Transcurridos los diez minutos, guardó los planos en un cajón y se sentó. Los dos hombres a los que la señora Shen dejó pasar rondaban los sesenta años, detalle que agudizó el desasosiego de Ya Ru. Lo normal era que enviasen a funcionarios más jóvenes. Aquéllos, en cambio, tendrían una amplia experiencia, lo que significaba que el asunto revestía mayor gravedad.

Ya Ru se puso de pie, se inclinó levemente y les rogó que se sentasen. No les preguntó sus nombres, pues sabía que la señora Shen ya habría comprobado a conciencia sus documentos de identidad.

Se sentaron en los sillones que había junto a los altos ventanales. Ya Ru les preguntó si podía ofrecerles un té, pero los funcionarios declinaron la invitación.

Acto seguido, tomó la palabra el que parecía de más edad. Ya Ru identificó el inconfundible dialecto de Shanghai.

– Nos ha llegado cierta información -comenzó el alto funcionario-. No podemos revelar las fuentes. Puesto que se trata de una información muy detallada, tampoco podemos desestimarla sin más.

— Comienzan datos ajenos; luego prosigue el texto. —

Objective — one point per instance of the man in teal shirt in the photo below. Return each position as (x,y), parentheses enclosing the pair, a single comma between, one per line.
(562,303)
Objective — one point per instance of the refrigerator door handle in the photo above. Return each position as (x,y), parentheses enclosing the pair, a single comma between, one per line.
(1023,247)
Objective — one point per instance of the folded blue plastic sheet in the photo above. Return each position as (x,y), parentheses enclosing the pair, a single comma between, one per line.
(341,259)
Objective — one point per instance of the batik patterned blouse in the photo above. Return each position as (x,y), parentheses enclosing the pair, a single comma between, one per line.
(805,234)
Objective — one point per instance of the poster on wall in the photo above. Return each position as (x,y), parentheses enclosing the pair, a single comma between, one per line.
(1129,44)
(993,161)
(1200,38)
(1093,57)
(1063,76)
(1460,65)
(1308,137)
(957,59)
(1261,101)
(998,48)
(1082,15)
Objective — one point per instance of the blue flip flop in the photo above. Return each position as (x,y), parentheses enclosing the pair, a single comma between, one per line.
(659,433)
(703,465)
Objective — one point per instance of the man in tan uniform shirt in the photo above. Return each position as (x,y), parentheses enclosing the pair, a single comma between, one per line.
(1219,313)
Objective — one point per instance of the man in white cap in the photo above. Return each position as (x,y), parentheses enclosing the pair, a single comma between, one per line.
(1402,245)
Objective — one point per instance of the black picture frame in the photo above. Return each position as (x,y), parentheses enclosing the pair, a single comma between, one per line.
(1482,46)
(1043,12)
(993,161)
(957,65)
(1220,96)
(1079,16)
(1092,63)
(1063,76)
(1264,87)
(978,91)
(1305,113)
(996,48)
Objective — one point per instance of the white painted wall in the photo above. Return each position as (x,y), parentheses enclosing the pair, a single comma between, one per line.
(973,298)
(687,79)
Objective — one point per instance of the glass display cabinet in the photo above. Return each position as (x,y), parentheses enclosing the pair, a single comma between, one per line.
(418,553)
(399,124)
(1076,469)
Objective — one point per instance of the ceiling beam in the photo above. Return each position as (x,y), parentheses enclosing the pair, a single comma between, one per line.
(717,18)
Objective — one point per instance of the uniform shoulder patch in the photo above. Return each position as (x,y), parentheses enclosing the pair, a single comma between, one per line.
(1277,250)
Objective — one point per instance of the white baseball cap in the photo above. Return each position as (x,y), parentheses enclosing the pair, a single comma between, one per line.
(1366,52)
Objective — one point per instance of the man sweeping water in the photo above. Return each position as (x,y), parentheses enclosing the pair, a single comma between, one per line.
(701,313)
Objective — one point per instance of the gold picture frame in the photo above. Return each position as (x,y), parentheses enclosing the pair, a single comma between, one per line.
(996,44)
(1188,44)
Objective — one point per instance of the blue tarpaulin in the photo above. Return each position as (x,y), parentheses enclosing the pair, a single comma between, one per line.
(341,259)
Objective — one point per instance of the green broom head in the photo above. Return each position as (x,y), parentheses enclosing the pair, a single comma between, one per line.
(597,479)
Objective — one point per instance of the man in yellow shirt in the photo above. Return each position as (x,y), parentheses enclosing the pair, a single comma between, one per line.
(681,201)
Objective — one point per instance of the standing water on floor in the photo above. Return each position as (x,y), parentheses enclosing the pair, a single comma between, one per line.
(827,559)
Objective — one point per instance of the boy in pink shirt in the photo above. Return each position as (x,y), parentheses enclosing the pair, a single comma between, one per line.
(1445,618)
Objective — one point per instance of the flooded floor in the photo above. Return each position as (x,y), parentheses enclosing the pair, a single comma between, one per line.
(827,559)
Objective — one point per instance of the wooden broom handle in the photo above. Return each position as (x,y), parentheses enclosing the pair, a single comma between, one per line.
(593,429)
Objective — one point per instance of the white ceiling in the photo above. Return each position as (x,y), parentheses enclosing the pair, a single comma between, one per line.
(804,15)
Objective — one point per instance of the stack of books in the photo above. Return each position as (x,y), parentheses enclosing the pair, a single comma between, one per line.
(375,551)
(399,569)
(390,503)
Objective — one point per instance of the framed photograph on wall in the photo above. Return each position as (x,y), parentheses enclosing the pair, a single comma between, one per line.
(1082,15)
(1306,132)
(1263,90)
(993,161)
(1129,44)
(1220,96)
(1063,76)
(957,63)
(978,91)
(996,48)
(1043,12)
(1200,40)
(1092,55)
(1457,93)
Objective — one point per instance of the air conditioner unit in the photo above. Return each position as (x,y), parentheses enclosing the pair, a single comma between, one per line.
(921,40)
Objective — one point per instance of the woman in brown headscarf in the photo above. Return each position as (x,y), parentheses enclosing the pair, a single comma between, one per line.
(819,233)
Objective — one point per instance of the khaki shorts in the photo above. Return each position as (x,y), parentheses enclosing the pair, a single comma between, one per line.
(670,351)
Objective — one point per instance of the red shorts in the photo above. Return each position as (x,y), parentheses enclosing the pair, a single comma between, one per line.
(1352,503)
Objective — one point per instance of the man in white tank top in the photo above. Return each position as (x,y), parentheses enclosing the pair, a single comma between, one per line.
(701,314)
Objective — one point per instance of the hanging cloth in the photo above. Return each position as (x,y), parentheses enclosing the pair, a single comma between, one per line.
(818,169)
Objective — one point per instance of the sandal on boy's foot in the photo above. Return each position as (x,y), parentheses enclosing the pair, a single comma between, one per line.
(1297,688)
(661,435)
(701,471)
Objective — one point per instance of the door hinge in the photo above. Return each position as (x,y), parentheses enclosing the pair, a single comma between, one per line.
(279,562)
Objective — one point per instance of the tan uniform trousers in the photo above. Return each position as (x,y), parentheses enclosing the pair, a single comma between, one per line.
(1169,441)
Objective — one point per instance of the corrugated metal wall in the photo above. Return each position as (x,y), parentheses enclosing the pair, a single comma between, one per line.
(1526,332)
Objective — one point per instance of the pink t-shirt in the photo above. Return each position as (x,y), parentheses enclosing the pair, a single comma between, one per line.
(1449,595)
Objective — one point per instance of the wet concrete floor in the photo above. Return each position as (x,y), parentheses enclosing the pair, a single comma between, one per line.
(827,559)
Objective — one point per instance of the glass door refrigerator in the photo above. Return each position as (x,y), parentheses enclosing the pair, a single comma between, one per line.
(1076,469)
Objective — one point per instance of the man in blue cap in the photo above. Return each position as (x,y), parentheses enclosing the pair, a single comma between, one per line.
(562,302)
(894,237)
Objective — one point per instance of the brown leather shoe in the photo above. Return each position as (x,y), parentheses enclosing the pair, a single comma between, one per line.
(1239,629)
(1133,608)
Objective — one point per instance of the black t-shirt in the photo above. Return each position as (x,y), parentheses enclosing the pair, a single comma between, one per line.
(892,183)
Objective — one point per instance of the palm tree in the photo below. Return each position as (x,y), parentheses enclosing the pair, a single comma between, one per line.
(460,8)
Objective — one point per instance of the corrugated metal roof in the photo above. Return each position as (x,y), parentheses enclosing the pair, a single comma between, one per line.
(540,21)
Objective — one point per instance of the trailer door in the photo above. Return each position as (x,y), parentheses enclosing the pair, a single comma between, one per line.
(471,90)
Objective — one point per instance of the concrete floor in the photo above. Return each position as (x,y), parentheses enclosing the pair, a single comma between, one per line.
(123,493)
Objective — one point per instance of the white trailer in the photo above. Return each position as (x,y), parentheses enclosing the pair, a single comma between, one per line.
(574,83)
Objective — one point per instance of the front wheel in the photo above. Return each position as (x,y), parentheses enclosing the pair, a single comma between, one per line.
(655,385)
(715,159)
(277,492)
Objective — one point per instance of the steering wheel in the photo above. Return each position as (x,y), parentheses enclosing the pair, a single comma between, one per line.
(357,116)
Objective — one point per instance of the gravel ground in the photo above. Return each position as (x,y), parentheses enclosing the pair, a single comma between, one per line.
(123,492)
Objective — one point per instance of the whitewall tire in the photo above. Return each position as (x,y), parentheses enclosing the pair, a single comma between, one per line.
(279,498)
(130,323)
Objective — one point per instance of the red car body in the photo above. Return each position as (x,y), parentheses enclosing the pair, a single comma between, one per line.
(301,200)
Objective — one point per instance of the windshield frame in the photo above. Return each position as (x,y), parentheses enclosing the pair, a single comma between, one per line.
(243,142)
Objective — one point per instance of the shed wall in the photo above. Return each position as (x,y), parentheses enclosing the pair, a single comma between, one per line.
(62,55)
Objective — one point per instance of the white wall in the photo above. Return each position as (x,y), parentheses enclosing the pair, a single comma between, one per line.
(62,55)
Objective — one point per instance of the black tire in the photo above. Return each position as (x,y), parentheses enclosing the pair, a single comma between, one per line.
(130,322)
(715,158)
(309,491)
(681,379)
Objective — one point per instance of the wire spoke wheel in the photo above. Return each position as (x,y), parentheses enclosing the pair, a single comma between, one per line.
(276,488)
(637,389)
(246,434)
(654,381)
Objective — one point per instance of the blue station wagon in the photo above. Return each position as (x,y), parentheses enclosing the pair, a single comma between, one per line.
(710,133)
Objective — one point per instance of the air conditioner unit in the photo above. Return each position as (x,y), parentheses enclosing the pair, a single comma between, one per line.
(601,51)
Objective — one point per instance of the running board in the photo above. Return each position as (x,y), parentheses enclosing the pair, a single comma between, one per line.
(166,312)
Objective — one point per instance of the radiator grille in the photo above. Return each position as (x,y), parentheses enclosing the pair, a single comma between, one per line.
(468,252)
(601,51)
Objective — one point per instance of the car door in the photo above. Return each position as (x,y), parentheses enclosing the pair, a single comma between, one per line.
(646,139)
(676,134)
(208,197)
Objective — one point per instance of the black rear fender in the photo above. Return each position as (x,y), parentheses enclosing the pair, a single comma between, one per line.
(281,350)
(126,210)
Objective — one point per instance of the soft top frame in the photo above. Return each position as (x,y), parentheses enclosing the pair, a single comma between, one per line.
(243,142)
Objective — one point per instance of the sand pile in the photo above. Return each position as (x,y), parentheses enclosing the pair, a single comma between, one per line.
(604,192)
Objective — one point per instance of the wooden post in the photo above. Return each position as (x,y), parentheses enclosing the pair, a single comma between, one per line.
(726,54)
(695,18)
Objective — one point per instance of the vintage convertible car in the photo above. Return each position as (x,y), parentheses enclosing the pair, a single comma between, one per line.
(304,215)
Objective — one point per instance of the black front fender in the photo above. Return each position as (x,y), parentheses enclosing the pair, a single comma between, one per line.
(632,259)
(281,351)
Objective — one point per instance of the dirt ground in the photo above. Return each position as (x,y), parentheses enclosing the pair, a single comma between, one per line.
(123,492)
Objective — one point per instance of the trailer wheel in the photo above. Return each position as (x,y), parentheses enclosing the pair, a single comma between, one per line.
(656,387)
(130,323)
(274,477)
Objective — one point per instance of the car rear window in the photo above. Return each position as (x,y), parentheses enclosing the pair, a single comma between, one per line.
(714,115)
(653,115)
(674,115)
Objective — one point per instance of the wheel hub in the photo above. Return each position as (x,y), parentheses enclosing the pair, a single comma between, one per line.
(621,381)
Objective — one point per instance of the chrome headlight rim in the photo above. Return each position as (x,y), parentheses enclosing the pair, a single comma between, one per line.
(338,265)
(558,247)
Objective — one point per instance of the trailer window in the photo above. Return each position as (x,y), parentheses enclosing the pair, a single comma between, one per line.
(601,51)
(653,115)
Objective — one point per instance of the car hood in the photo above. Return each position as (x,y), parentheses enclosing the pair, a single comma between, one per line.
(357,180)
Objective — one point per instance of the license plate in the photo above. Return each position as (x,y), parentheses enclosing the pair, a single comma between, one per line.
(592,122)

Últimamente se han recrudecido las normas y debemos atajar de forma estricta cualquier tipo de delito que contravenga las leyes y normativas estatales.

– Yo mismo he contribuido a que se endurezca la vigilancia de la corrupción -declaró Ya Ru-. No comprendo por qué han venido a verme.

– Verá, nos han informado de que sus empresas consiguen ventajas por medios no permitidos.

– ¿Ventajas no permitidas?

– Intercambios ilegales de diversos servicios.

– En otras palabras, ¿corrupción y soborno? ¿Chantaje?

– Insisto en que la información es muy detallada. Y estamos preocupados. Se han endurecido las normas.

– Es decir, que se han presentado aquí a hora tan temprana para comunicarme que hay sospechas de irregularidades en mis empresas, ¿no es así?

– En realidad, hemos venido para contárselo.

– ¿Para prevenirme?

– Si usted quiere.

Ya Ru comprendió enseguida. Él tenía amigos muy poderosos, incluso en el departamento anticorrupción. De ahí que le hubiesen permitido cierto margen de tiempo para eliminar huellas, retirar pruebas o buscar explicaciones, por si acaso el propio Ya Ru no era consciente de lo que estaba sucediendo.

Pensó en el tiro en la nuca que había acabado con la vida de Shen Wixan. Era como si aquellos dos hombres grises que tenía ante sí desprendiesen un frío paralizador, el mismo que, según la leyenda, emanaba del iceberg africano.

Ya Ru volvió a preguntarse si no se habría conducido de forma descuidada. Tal vez en alguna ocasión se sintió demasiado seguro y se dejó dominar por la arrogancia. En tal caso, había cometido un grave error de los que siempre cuestan caros.